Peter Blair Henry is the Class of 1984 Senior Fellow at Stanford University’s Hoover Institution, Senior Fellow at Stanford’s Freeman Spogli Institute for International Studies (FSI), and Dean Emeritus of New York University’s Leonard N. Stern School of Business. The youngest person ever named to the Stern Deanship, Peter served as Dean from January 2010 through December 2017 and doubled the school’s average annual fundraising. Formerly the Konosuke Matsushita Professor of International Economics at Stanford University’s Graduate School of Business, from 2001–2006 Peter’s research was funded by an NSF CAREER Award, and he has authored numerous peer-reviewed articles in the flagship journals of economics and finance, as well as a book on global economic policy, Turnaround: Third World Lessons for First World Growth (Basic Books).
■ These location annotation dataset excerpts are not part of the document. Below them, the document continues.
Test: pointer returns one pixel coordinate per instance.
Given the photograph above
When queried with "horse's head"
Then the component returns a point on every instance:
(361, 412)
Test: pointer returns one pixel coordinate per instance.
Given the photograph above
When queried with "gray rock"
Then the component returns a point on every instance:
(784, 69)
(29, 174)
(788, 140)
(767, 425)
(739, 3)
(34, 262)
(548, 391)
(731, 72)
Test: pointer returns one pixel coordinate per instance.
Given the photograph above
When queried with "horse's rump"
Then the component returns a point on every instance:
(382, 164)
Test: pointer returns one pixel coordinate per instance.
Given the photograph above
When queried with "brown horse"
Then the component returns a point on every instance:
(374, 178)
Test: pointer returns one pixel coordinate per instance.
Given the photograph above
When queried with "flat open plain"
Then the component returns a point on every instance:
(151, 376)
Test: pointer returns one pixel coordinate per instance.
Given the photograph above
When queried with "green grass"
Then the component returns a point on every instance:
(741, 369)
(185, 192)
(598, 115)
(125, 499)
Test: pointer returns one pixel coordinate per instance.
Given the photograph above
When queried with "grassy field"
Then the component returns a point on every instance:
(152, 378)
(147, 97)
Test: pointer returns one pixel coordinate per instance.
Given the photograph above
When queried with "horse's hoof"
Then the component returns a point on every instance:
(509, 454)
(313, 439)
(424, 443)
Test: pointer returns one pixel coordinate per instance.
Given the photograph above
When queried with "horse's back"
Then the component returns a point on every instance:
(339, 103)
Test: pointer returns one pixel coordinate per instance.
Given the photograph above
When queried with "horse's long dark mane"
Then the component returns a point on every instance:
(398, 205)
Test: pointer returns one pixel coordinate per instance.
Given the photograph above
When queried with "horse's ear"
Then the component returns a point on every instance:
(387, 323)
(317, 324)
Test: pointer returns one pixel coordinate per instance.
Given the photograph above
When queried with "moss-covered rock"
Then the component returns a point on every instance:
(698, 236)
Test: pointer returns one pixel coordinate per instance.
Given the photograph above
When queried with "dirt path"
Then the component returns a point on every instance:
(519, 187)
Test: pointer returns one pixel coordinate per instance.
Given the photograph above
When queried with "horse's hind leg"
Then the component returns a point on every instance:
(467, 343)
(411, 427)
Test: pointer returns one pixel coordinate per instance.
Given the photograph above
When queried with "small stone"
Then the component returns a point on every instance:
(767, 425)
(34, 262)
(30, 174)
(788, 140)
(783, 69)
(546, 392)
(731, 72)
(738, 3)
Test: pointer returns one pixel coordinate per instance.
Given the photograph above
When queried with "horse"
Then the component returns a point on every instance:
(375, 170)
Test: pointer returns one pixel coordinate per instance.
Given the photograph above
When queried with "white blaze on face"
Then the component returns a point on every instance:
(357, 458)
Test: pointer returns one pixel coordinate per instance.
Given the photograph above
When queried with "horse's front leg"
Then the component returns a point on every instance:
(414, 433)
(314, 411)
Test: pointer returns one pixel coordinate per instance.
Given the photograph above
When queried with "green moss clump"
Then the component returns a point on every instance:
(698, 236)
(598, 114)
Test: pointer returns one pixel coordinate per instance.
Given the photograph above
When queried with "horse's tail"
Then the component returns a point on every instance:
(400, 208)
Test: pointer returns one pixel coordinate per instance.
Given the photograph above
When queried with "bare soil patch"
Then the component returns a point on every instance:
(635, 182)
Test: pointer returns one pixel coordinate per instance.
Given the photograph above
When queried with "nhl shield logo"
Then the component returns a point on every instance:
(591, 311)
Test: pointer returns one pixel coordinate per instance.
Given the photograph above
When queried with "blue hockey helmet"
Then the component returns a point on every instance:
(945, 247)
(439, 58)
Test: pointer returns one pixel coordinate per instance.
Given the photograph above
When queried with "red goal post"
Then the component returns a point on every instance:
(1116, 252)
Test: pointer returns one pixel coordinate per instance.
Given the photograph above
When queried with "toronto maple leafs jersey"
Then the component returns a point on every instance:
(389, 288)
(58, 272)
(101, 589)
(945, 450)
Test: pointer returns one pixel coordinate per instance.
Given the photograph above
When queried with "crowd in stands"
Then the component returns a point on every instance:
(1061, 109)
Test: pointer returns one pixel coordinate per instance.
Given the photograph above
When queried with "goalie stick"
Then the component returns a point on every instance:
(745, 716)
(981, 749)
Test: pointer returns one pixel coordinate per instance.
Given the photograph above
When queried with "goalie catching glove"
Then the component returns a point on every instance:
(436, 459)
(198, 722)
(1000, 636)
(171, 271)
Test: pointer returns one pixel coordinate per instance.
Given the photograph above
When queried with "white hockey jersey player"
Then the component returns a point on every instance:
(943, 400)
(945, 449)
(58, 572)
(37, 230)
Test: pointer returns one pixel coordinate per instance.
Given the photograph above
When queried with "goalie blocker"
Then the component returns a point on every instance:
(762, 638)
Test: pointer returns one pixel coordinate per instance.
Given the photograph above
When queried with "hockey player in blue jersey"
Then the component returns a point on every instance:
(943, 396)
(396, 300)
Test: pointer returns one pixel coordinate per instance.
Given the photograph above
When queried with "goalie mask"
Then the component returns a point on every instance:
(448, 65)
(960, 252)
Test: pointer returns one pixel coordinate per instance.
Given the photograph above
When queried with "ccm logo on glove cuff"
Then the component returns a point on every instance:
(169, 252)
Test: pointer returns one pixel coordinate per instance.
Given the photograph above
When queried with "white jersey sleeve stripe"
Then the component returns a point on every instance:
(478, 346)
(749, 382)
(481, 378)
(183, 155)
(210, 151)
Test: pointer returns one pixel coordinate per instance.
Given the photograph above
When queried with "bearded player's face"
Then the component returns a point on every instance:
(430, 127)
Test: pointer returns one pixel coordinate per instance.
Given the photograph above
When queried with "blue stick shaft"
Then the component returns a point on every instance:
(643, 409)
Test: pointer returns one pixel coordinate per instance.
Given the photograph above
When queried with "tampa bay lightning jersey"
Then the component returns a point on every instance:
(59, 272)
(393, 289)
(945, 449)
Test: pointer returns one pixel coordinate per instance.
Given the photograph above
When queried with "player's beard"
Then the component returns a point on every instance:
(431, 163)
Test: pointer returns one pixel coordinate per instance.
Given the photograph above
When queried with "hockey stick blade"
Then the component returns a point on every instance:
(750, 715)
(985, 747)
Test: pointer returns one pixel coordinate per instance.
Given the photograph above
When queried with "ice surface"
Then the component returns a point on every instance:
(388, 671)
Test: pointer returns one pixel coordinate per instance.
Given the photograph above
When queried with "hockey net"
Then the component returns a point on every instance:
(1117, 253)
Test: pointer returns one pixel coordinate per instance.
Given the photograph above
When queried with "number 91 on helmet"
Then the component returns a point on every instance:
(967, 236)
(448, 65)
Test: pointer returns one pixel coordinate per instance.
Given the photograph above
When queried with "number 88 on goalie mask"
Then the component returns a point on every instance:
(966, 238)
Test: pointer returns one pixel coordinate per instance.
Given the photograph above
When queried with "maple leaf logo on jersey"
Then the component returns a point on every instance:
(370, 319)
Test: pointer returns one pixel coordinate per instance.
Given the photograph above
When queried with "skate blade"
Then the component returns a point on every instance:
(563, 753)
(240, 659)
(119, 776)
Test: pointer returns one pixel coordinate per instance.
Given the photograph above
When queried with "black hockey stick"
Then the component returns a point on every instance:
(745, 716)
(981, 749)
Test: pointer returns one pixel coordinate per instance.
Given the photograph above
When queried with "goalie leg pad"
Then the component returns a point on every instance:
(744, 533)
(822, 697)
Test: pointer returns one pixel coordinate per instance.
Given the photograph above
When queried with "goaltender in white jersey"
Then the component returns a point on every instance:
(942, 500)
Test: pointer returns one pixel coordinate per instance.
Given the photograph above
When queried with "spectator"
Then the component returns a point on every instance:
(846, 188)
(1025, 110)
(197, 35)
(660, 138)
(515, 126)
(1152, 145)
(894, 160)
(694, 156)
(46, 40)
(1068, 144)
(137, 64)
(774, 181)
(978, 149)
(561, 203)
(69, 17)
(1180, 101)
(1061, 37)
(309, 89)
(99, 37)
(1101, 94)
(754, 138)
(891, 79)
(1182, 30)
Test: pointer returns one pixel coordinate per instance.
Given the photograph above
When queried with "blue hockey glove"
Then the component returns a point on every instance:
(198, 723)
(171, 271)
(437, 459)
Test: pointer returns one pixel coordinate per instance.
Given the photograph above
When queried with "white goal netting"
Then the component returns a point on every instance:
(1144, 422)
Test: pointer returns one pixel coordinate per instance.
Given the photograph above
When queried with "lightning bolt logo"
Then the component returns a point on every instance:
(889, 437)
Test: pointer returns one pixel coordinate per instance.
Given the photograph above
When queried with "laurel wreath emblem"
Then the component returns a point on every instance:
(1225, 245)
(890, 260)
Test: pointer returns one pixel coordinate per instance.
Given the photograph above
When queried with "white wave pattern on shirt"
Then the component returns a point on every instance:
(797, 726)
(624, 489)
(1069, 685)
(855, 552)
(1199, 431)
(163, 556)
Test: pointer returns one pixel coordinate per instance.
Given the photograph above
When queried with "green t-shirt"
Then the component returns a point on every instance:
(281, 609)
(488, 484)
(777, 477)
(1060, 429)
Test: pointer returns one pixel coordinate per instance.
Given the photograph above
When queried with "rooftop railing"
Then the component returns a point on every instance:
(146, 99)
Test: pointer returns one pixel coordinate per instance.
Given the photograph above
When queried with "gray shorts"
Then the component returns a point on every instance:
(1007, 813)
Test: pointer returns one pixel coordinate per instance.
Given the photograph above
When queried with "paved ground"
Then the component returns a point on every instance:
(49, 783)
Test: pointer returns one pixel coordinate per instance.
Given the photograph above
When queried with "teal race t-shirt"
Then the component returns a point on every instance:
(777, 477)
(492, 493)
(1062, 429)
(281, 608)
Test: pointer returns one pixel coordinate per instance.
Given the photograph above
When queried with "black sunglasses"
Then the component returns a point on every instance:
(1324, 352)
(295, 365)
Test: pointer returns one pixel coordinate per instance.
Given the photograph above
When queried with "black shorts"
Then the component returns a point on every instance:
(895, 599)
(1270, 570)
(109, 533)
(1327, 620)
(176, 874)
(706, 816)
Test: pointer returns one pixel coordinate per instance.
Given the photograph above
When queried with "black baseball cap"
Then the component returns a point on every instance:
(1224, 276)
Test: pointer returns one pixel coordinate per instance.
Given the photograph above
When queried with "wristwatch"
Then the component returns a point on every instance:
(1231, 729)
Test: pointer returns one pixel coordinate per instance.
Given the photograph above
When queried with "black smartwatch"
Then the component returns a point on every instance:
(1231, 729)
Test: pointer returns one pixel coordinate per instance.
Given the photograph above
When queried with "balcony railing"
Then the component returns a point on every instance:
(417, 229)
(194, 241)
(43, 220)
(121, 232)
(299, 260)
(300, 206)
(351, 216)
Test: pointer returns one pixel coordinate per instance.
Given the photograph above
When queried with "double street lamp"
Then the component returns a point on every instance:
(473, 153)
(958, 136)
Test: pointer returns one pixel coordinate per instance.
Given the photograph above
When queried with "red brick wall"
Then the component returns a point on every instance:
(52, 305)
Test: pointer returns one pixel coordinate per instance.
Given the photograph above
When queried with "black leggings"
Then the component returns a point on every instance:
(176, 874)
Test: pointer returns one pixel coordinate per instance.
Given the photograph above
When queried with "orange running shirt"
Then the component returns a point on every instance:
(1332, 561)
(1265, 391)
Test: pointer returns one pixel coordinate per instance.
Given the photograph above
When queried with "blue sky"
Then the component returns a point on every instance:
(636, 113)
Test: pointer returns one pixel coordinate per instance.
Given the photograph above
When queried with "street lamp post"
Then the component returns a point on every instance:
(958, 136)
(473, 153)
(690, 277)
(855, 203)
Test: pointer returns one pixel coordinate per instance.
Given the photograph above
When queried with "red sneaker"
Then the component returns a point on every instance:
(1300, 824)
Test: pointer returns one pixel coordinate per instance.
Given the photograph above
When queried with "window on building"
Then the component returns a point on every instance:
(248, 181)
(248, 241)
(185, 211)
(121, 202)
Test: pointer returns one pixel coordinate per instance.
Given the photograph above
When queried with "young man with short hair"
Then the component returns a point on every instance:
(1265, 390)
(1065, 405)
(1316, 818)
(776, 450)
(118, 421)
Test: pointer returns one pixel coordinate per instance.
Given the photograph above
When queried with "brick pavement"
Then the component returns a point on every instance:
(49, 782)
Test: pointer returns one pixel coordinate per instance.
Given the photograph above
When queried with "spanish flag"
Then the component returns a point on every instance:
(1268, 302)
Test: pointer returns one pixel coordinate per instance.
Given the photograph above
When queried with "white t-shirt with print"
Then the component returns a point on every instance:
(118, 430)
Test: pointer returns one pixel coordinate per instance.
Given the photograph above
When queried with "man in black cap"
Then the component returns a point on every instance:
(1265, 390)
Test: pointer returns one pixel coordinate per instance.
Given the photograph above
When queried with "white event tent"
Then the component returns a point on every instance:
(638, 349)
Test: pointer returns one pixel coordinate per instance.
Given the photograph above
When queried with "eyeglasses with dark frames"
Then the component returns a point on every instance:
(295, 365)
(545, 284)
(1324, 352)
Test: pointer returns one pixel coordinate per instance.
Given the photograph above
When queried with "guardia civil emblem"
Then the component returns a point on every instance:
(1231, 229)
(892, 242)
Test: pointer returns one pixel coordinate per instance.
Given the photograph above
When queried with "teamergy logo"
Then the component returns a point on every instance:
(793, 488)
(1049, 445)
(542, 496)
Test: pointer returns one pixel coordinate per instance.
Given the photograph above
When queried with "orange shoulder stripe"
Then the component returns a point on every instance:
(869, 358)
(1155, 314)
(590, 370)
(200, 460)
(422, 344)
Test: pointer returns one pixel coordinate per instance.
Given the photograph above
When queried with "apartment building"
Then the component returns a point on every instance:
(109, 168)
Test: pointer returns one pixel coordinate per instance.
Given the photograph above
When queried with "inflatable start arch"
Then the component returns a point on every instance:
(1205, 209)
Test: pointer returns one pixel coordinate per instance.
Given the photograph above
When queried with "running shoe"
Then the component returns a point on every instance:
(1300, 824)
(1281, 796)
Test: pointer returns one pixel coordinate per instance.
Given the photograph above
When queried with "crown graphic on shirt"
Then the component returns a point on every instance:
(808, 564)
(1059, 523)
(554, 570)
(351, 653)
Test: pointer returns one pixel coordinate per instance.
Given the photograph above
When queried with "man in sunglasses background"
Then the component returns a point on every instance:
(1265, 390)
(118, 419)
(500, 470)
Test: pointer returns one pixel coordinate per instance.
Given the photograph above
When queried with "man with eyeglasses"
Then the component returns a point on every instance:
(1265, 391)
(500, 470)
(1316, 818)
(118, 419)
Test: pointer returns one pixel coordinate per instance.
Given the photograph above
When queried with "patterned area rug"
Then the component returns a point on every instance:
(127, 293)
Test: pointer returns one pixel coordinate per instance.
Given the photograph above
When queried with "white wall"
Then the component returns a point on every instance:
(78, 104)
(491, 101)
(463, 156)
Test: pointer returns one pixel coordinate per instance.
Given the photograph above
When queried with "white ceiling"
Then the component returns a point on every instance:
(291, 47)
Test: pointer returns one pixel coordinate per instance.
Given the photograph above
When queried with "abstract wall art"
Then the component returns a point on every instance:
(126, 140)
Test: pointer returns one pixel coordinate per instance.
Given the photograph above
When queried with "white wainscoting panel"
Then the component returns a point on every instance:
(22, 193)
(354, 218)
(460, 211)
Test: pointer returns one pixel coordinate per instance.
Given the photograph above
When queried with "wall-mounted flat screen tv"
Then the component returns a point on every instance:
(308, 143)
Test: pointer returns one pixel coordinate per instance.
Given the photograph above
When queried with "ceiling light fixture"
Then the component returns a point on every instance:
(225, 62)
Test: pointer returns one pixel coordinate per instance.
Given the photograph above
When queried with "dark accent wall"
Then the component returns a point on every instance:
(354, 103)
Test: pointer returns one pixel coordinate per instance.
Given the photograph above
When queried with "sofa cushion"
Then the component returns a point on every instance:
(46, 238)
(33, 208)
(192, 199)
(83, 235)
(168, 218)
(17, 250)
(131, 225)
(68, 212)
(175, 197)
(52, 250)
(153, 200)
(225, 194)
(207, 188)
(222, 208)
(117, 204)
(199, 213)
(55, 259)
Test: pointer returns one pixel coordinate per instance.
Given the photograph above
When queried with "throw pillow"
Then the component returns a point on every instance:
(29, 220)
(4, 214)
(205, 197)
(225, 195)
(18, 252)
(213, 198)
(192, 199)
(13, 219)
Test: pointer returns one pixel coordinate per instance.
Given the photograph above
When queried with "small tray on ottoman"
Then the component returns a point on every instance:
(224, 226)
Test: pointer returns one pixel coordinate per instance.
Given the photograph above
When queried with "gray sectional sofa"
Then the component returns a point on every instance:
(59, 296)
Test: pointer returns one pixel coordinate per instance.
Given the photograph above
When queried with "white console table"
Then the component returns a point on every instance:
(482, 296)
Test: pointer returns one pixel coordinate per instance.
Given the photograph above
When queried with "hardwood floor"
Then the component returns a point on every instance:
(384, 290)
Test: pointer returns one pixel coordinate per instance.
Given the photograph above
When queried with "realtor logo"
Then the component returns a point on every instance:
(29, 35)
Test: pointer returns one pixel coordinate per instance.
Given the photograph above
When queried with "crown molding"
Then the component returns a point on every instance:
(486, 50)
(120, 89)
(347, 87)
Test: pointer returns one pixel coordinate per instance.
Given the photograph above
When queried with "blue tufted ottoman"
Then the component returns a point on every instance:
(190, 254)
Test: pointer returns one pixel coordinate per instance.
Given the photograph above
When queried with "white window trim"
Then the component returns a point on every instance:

A Vice Chair of the Boards of the National Bureau of Economic Research and the Economic Club of New York, Peter also serves on the Boards of Citigroup and Nike. In 2015, he received the Foreign Policy Association Medal, the highest honor bestowed by the organization, and in 2016 he was honored as one of the Carnegie Foundation’s Great Immigrants.
With financial support from the Hoover Institution and the Alfred P. Sloan Foundation, Peter leads the Ph.D. Excellence Initiative (PhDEI), a post-baccalaureate program designed to address underrepresentation in economics by mentoring exceptional students of color interested in pursuing doctoral studies in the field. For his leadership of the PhDEI, Peter received the 2022 Impactful Mentoring Award from the American Economic Association. Peter received his PhD in economics from MIT and Bachelor’s degrees from Oxford University, where he was a Rhodes Scholar, and the University of North Carolina at Chapel Hill, where he was a Morehead-Cain Scholar, a member of Phi Beta Kappa, a reserve wide receiver on the football team, and a finalist in the 1991 campus-wide slam dunk competition.
Born in Kingston, Jamaica, in 1969, Peter became a U.S. citizen in 1986. He lives in Stanford and Düsseldorf with his wife and four sons.